Ok. In one sink is a hairdrier. Still plugged in. The other is filled with broken glass. What do I do?!
Nvm. Bloody hand trumps dead. Also, where is gauze.
That's why she's the girl with her life together and you're the girl with the penis drawn on your car.
Please don't tell me I was shouting "I'm bleeding from my vagina" in front of my ex-boyfriend and his new girlfriend.
Absinthe night with my dad again, I could get used to this being home thing.
porn backed up onto portable hard disk, laptop charged, battery backup in place, two cases beer, handle of vodka, poptarts and beef jerky --- bring it sandy.
I'm laying in bed listening to Purple Rain on repeat. If you wanna bone, come up, but if not, at least Prince understands me.

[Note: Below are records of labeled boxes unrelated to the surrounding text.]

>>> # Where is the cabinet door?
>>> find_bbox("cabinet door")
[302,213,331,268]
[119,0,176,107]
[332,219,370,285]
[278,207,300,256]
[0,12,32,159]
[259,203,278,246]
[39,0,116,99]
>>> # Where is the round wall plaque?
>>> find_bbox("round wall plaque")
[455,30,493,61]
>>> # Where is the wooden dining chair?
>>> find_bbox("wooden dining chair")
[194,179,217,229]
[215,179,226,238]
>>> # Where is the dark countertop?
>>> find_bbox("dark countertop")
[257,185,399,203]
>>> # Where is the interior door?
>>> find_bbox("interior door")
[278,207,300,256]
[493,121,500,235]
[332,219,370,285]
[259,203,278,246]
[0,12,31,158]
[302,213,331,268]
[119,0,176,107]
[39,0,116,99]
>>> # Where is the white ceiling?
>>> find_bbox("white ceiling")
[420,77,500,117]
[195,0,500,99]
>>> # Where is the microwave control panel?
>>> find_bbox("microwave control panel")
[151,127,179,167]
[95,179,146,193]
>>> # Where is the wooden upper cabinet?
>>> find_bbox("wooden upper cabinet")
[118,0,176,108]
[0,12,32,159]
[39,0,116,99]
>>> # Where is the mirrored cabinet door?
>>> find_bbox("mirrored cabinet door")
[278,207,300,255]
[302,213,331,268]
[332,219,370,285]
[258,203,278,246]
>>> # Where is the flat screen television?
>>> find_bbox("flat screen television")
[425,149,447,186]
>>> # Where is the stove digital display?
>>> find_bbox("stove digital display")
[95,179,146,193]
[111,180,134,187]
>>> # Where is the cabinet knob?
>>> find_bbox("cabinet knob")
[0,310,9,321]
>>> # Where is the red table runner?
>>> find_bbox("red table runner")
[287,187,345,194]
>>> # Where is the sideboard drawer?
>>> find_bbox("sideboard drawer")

Sex on acid. Try it. I thought we were fucking in outer space with fireworks inside a rocketship car. Best.
I woke up with what appeared to be LSD in my pocket. Know anything about this?
I just kept hitting the drum to get thru the crowd to the bar. Surprisingly it worked
his penis was like the majestic horn of a unicorn and I came like a million trumpeting rainbows.
Are you seriously getting this frustrated over a hand-job right now?
In the past year, I've fucked 3 Dave's and you've fucked 2 Dave's. That's a lot of Dave's in our vaginas.
We need to start a soap opera called the Dave's of Our Lives.